Einerseits wollen Sie den Wettbewerb fördern, andererseits streben Sie Einheitsbeiträge für die Kassen an. Wie passt das zusammen?
Widmann-Mauz: Was immer wieder vergessen wird: Die Finanzierung der Kassen über den Gesundheitsfonds besteht aus zwei Teilen, einer Pauschale aus den bundeseinheitlichen Beiträgen und einer kassenindividuellen Prämie. Nur wenn eine Kasse wirtschaftlich agiert, kann sie einen Zusatzbeitrag vermeiden und sich im Wettbewerb behaupten. Dafür muss sie vor allen Dingen interessante Verträge mit den Leistungserbringern schließen. Hinzu kommt, dass wir den Risiko­struk­tur­aus­gleich der Kassen neu organisieren. Er bewahrt die Kassen vor den Folgen schlechter Morbiditätsrisiken. Mit der alten Mentalität mancher Kassenmanager, vor allem junge, gesunde Gutverdiener als Mitglieder zu gewinnen, ist es dann vorbei.

Befürchten Sie nicht, dass Kassen reine Dumpingverträge mit den Leistungserbringern schließen, zumal ihre Marktmacht steigt, weil die Kassenärztlichen Vereinigungen (KVen) nach dem Gesetzentwurf bei der hausarztzentrierten Versorgung und der integrierten Versorgung außen vor bleiben?

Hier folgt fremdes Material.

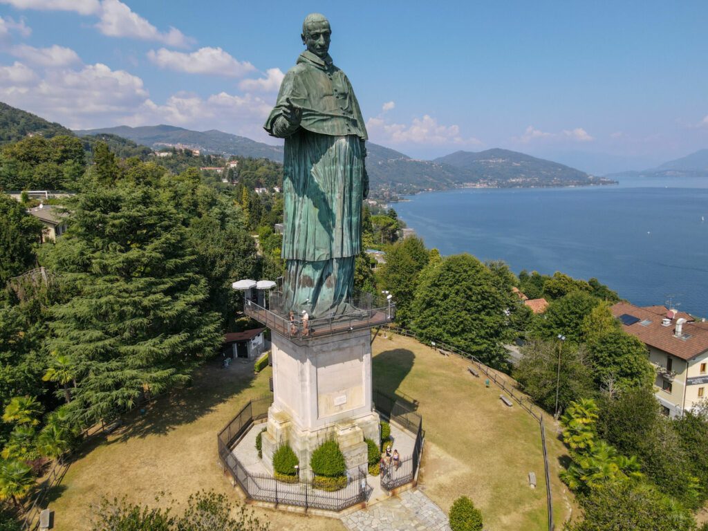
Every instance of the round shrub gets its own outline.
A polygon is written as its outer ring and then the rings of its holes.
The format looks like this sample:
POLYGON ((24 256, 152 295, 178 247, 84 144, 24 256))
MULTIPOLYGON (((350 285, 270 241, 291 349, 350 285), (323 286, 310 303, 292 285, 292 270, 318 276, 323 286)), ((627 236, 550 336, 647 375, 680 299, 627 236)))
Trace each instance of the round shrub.
POLYGON ((460 496, 450 509, 450 527, 452 531, 481 531, 482 513, 467 496, 460 496))
POLYGON ((336 440, 326 440, 320 445, 310 457, 310 468, 317 476, 338 477, 343 476, 347 465, 344 455, 336 440))
POLYGON ((315 476, 312 480, 312 486, 327 492, 334 492, 347 486, 346 476, 327 477, 326 476, 315 476))
POLYGON ((369 452, 369 466, 373 466, 375 464, 378 464, 379 461, 381 460, 381 449, 379 445, 376 444, 371 439, 364 439, 366 442, 366 445, 368 447, 369 452))
POLYGON ((281 446, 273 455, 273 468, 278 474, 295 476, 296 464, 299 464, 299 461, 289 444, 281 446))
POLYGON ((263 432, 266 431, 266 430, 268 428, 264 428, 263 429, 262 429, 261 431, 258 432, 258 434, 257 435, 256 435, 256 450, 258 451, 258 457, 263 457, 263 432))

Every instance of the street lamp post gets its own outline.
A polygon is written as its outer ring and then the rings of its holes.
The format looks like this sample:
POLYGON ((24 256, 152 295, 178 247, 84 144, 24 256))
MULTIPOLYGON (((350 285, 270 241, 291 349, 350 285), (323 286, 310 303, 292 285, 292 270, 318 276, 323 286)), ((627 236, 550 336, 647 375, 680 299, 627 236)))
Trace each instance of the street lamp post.
POLYGON ((556 376, 556 412, 553 418, 558 420, 558 394, 561 386, 561 352, 563 350, 563 342, 566 341, 566 336, 563 334, 558 334, 558 374, 556 376))

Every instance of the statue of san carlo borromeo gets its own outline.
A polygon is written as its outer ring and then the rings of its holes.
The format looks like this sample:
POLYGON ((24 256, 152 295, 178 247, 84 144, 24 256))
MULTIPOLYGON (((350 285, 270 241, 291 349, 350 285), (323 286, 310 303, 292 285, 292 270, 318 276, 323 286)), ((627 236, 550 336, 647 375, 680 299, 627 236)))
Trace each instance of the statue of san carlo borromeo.
POLYGON ((285 139, 284 309, 310 317, 350 309, 369 188, 366 127, 349 79, 329 57, 331 35, 323 15, 305 18, 307 50, 285 74, 264 125, 285 139))

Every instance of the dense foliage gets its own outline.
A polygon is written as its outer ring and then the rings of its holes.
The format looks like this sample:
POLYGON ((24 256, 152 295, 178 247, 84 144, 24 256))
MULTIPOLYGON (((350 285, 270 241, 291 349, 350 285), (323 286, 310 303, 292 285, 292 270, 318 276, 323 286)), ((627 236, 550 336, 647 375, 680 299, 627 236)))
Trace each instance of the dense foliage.
POLYGON ((452 531, 481 531, 482 513, 472 501, 460 496, 450 508, 450 527, 452 531))
POLYGON ((284 476, 295 476, 295 467, 299 464, 299 460, 292 448, 285 443, 275 450, 273 455, 273 468, 278 474, 284 476))
POLYGON ((318 476, 340 477, 344 475, 347 466, 339 443, 333 439, 320 445, 310 457, 310 468, 318 476))
POLYGON ((421 280, 413 329, 423 340, 443 341, 499 366, 508 300, 497 278, 479 260, 449 256, 421 280))

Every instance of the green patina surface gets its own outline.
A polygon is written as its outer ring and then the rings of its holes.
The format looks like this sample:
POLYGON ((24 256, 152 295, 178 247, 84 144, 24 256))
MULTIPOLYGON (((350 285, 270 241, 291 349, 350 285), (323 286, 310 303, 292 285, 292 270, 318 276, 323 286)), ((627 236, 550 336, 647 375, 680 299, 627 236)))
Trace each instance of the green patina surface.
POLYGON ((361 201, 368 193, 364 119, 351 84, 329 54, 321 15, 303 24, 307 47, 282 81, 264 127, 285 139, 286 311, 341 314, 352 296, 361 250, 361 201))

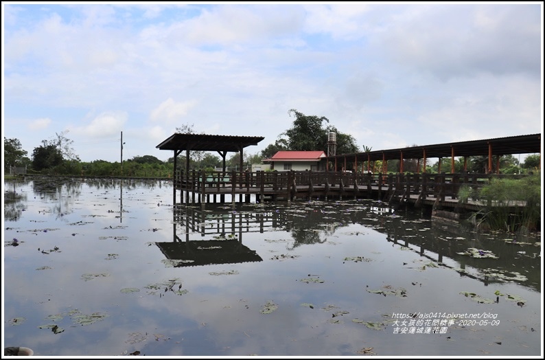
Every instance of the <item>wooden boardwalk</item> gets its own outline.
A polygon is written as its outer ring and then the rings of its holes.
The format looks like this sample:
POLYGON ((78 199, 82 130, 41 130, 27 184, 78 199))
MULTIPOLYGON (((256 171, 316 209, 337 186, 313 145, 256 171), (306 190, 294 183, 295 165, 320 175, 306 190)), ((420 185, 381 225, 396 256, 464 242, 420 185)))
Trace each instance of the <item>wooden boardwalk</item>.
MULTIPOLYGON (((393 203, 410 203, 434 209, 462 208, 478 211, 486 205, 476 199, 461 202, 459 190, 467 185, 477 190, 491 179, 521 177, 486 174, 362 174, 334 172, 178 172, 174 178, 173 203, 292 201, 323 199, 372 199, 393 203), (176 191, 181 193, 176 199, 176 191)), ((513 207, 525 205, 513 202, 513 207)))

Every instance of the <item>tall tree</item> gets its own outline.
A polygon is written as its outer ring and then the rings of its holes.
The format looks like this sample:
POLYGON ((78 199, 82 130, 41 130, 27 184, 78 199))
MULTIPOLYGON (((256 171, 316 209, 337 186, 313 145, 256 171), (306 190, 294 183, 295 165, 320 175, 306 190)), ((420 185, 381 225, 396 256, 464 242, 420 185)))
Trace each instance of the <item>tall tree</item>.
POLYGON ((288 113, 290 116, 295 116, 293 126, 281 134, 288 137, 288 148, 299 151, 323 150, 325 131, 322 128, 322 123, 329 122, 329 120, 324 116, 306 115, 294 109, 288 113))
POLYGON ((36 171, 60 165, 62 160, 62 154, 55 145, 44 144, 32 152, 32 168, 36 171))
POLYGON ((337 155, 354 154, 356 153, 360 153, 360 150, 358 148, 358 145, 356 145, 356 139, 353 138, 353 137, 349 134, 341 133, 334 126, 327 126, 324 131, 324 134, 322 135, 321 141, 323 148, 327 148, 327 142, 329 141, 329 133, 335 133, 336 134, 335 137, 336 139, 337 144, 336 151, 337 155))
POLYGON ((66 137, 68 130, 62 131, 60 133, 55 133, 56 137, 49 140, 42 140, 42 144, 45 148, 55 146, 58 153, 61 155, 63 159, 80 161, 80 158, 76 155, 76 151, 72 147, 73 140, 66 137))
POLYGON ((268 146, 261 151, 261 157, 263 159, 270 159, 279 151, 288 150, 288 144, 284 139, 278 139, 275 144, 269 144, 268 146))
POLYGON ((4 137, 4 166, 22 166, 27 153, 23 150, 19 139, 6 139, 4 137))
POLYGON ((528 155, 524 159, 522 167, 525 169, 537 169, 541 162, 541 156, 539 154, 528 155))

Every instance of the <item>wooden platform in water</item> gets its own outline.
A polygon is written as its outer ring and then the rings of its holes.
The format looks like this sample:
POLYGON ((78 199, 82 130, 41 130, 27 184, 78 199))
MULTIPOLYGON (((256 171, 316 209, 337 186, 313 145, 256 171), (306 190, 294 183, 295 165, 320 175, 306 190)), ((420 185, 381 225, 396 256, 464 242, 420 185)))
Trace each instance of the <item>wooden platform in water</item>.
MULTIPOLYGON (((410 203, 434 209, 478 211, 488 205, 483 201, 459 199, 462 186, 477 190, 491 179, 516 175, 485 174, 358 174, 332 172, 196 172, 177 175, 174 180, 175 204, 249 202, 305 199, 372 199, 389 203, 410 203), (176 192, 181 193, 176 201, 176 192)), ((519 177, 520 177, 519 176, 519 177)), ((512 201, 520 209, 526 204, 512 201)))

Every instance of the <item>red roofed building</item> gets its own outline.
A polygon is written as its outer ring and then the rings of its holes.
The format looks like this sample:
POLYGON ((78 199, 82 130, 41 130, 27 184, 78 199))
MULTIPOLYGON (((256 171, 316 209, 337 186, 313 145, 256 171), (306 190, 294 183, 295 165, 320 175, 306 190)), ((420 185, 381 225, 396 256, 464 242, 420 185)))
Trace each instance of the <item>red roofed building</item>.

Widmann-Mauz: Eine Kasse sollte sich gut überlegen, ob sie Billigverträge schließt. Dies kann zu einer Verschlechterung der Versorgungsqualität führen. Im Wettbewerb kann sie so nicht überleben, weil sich das im Markt herumspricht. Ich glaube eher, dass durch den Wettbewerbsdruck mehr Qualität zum gleichen oder sogar zu einem besseren Preis möglich ist. Was die Rolle der KVen angeht, kann ich nicht für die SPD sprechen. Ich halte es aber für absolut notwendig, dass die Kassenärztlichen Vereinigungen als Vertragspartner agieren dürfen. So wie der Gesetzentwurf an diesem Punkt angelegt ist, befürchte ich ein Auseinanderbrechen der ärztlichen Versorgung in der Fläche. Darüber wird man im Laufe des Gesetzgebungsverfahrens noch sprechen müssen.